Kovats Tobias, Rameshan Navaneeth, Karunaratne Kumudu Geethan, Giannopoulos Iason, Sebastian Abu
IBM Research-Europe, 8803 Rüschlikon, Zurich, Switzerland.
Philos Trans A Math Phys Eng Sci. 2025 Jan;383(2288):20230396. doi: 10.1098/rsta.2023.0396. Epub 2025 Jan 16.
Encryption and decryption of data with very low latency and high energy efficiency is desirable in almost every application that deals with sensitive data. The advanced encryption standard (AES) is a widely adopted algorithm in symmetric key cryptography with numerous efficient implementations. Nonetheless, in scenarios involving extensive data processing, the primary limitations on performance and efficiency arise from data movement between memory and the processor, rather than data processing itself. In this article, we present a novel in-memory computing (IMC) approach for AES encryption and key-expansion, and experimentally validate it on an IMC prototype chip based on phase-change memory (PCM) technology. We leverage operators stored in PCM crossbar arrays to achieve the flexibility to tune performance at runtime based on the amount of free storage available in the memory system. In addition, we introduce a method for parallel in-memory polynomial modular multiplication and evaluate the potential of intrinsic stochastic properties of PCM devices for random key generation. We show how to further improve efficiency with minimal additional auxiliary circuitry. To evaluate the performance within a custom-built large-scale in-memory AES system, we design and implement a cycle-accurate simulator that integrates parameters from Spice simulations for detailed latency and energy consumption analysis of the AES algorithm. Our evaluations indicate that our IMC-based AES approach outperforms state-of-the-art methods, achieving speed factor improvements of up to 19.7 at equivalent energy efficiency.This article is part of the theme issue 'Emerging technologies for future secure computing platforms'.
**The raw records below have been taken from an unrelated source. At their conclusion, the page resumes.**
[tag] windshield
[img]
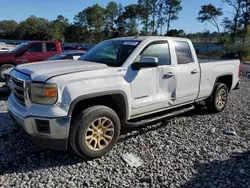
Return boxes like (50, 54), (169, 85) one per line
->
(12, 43), (28, 52)
(79, 40), (140, 66)
(46, 54), (66, 61)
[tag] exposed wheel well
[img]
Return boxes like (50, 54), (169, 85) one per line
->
(215, 75), (233, 91)
(70, 94), (127, 121)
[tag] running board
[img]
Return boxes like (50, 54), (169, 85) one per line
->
(124, 105), (195, 127)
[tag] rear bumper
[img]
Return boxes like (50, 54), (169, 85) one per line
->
(233, 82), (240, 90)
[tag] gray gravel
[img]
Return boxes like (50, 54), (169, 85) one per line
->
(0, 67), (250, 188)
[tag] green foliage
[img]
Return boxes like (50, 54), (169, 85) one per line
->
(0, 0), (186, 43)
(196, 4), (223, 33)
(0, 20), (18, 39)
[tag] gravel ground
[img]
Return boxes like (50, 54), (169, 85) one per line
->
(0, 67), (250, 188)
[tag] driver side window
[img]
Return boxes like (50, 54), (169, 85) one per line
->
(27, 43), (43, 53)
(141, 42), (171, 66)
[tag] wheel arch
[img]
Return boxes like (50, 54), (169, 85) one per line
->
(68, 90), (129, 121)
(209, 73), (233, 96)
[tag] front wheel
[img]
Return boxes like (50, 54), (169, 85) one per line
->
(69, 106), (121, 158)
(206, 83), (228, 113)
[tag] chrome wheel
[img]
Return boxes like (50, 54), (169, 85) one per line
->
(84, 117), (114, 151)
(216, 88), (227, 109)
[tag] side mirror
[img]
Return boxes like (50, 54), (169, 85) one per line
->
(132, 57), (158, 70)
(16, 50), (26, 57)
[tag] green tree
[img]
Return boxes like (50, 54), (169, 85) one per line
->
(17, 16), (52, 40)
(222, 0), (242, 42)
(196, 4), (223, 35)
(240, 0), (250, 44)
(52, 15), (69, 42)
(74, 4), (105, 43)
(0, 20), (18, 39)
(105, 1), (119, 31)
(122, 4), (141, 35)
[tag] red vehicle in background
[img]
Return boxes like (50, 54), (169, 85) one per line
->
(0, 41), (62, 81)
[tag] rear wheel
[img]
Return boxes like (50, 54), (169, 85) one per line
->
(69, 106), (121, 158)
(0, 64), (14, 82)
(207, 83), (228, 113)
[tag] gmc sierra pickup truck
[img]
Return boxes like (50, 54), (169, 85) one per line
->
(8, 37), (240, 158)
(0, 41), (62, 81)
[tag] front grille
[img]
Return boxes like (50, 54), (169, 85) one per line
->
(11, 76), (25, 105)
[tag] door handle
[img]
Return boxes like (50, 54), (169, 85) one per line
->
(191, 69), (198, 74)
(162, 72), (174, 79)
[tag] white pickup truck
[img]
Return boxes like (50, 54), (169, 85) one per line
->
(8, 37), (240, 158)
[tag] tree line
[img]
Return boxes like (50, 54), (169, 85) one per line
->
(0, 0), (182, 43)
(0, 0), (250, 44)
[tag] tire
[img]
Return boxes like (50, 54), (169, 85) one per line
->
(69, 106), (121, 159)
(0, 64), (14, 82)
(206, 83), (228, 113)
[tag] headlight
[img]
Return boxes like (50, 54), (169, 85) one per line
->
(31, 83), (57, 105)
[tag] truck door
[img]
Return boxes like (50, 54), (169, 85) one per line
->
(174, 41), (200, 104)
(130, 41), (176, 116)
(20, 43), (44, 63)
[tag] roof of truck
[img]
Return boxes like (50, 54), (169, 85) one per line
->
(108, 36), (189, 41)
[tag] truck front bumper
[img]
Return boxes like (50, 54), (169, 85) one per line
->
(8, 97), (71, 150)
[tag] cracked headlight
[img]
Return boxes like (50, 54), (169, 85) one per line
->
(31, 83), (57, 105)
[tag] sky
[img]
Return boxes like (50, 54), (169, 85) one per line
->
(0, 0), (231, 33)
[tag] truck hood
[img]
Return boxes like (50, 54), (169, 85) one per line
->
(15, 60), (108, 82)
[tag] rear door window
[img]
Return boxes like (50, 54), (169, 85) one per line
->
(174, 41), (193, 65)
(27, 43), (43, 53)
(46, 43), (57, 52)
(141, 41), (171, 66)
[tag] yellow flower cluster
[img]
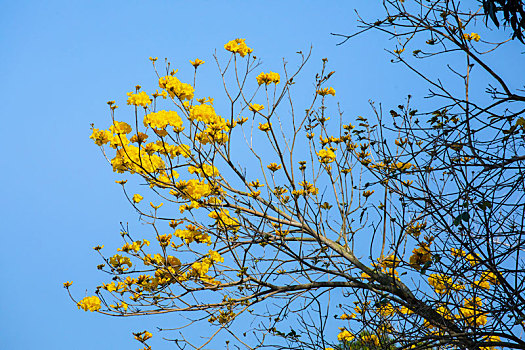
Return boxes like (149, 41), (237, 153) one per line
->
(259, 122), (272, 132)
(292, 181), (319, 196)
(256, 72), (281, 85)
(361, 334), (379, 346)
(173, 225), (211, 245)
(89, 128), (113, 146)
(159, 75), (195, 100)
(127, 91), (151, 107)
(188, 164), (219, 177)
(111, 146), (165, 174)
(109, 121), (131, 135)
(190, 58), (204, 68)
(133, 331), (153, 343)
(175, 179), (212, 201)
(316, 87), (335, 96)
(208, 209), (240, 231)
(188, 104), (230, 144)
(317, 148), (335, 164)
(77, 295), (101, 312)
(337, 328), (355, 341)
(266, 163), (282, 171)
(250, 103), (264, 113)
(109, 254), (132, 271)
(459, 297), (487, 327)
(224, 39), (253, 57)
(480, 335), (501, 350)
(463, 33), (481, 41)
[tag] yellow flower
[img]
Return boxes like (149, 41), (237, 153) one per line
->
(394, 48), (405, 55)
(361, 334), (379, 346)
(266, 163), (282, 171)
(142, 111), (182, 131)
(250, 103), (264, 113)
(337, 328), (355, 341)
(317, 149), (335, 164)
(159, 75), (195, 100)
(224, 39), (253, 57)
(259, 123), (272, 132)
(256, 72), (281, 85)
(363, 190), (375, 198)
(89, 129), (112, 146)
(190, 58), (204, 69)
(316, 87), (335, 96)
(133, 193), (144, 203)
(127, 91), (151, 107)
(77, 296), (101, 312)
(463, 33), (481, 41)
(149, 202), (164, 210)
(133, 331), (153, 343)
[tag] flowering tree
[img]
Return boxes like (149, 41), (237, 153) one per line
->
(65, 1), (525, 349)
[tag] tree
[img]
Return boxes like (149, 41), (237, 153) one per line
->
(483, 0), (525, 42)
(65, 0), (525, 349)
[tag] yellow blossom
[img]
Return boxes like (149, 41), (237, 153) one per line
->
(250, 103), (264, 113)
(159, 75), (195, 101)
(149, 202), (164, 210)
(316, 87), (335, 96)
(363, 190), (375, 198)
(190, 58), (204, 68)
(133, 193), (144, 203)
(259, 123), (272, 132)
(317, 149), (335, 164)
(77, 295), (101, 312)
(257, 72), (281, 85)
(127, 91), (151, 107)
(266, 163), (282, 171)
(89, 129), (112, 146)
(337, 328), (355, 341)
(224, 39), (253, 57)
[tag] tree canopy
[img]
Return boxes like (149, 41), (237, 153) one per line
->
(69, 0), (525, 349)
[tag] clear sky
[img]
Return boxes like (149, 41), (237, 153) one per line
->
(0, 0), (520, 350)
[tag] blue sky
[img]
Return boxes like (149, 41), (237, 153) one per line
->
(0, 0), (516, 349)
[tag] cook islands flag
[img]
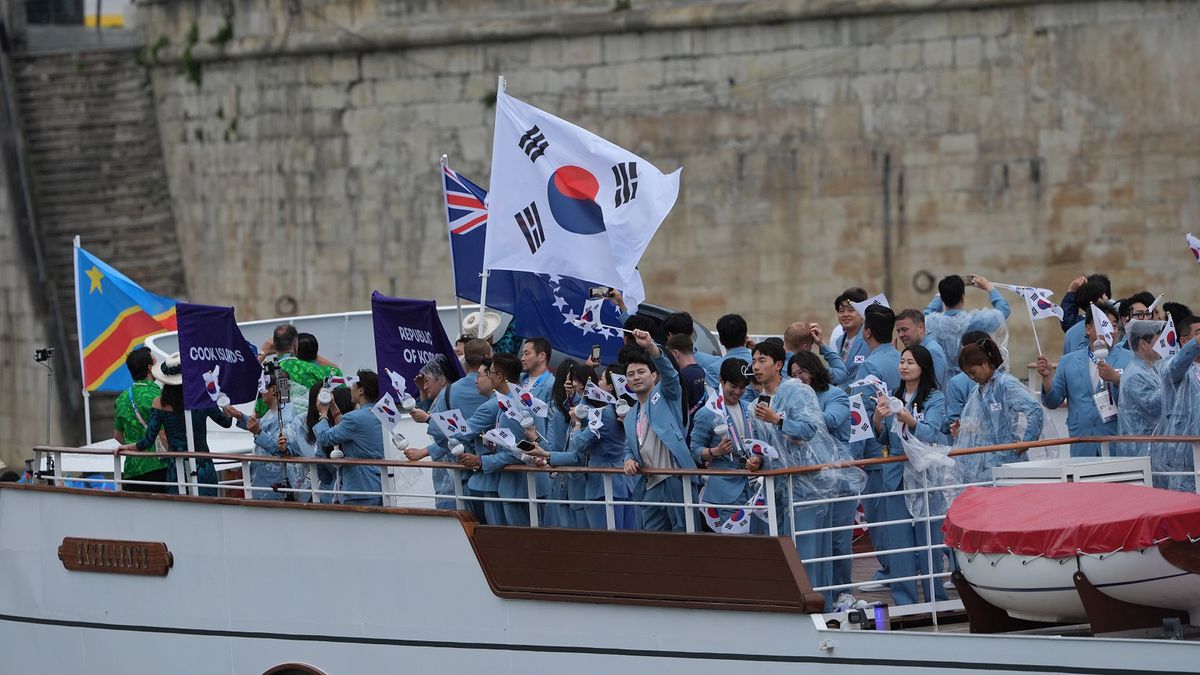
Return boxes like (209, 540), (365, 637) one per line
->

在几乎每一个处理敏感数据的应用中,都需要对数据进行具有极低延迟和高能效的加密和解密。高级加密标准(AES)是对称密钥密码学中一种被广泛采用的算法,有众多高效的实现方式。然而,在涉及大量数据处理的场景中,性能和效率的主要限制来自内存与处理器之间的数据移动,而非数据处理本身。在本文中,我们提出了一种用于AES加密和密钥扩展的新型内存计算(IMC)方法,并在基于相变存储器(PCM)技术的IMC原型芯片上进行了实验验证。我们利用存储在PCM交叉阵列中的算子,以实现根据内存系统中可用的空闲存储量在运行时调整性能的灵活性。此外,我们引入了一种用于并行内存多项式模乘的方法,并评估了PCM器件固有随机特性用于生成随机密钥的潜力。我们展示了如何用最少的额外辅助电路进一步提高效率。为了评估在定制构建的大规模内存AES系统中的性能,我们设计并实现了一个周期精确模拟器,该模拟器集成了来自Spice模拟的参数,用于对AES算法进行详细的延迟和能耗分析。我们的评估表明,我们基于IMC的AES方法优于现有技术方法,在同等能效下实现了高达19.7的速度因子提升。本文是主题为“未来安全计算平台的新兴技术”的一部分。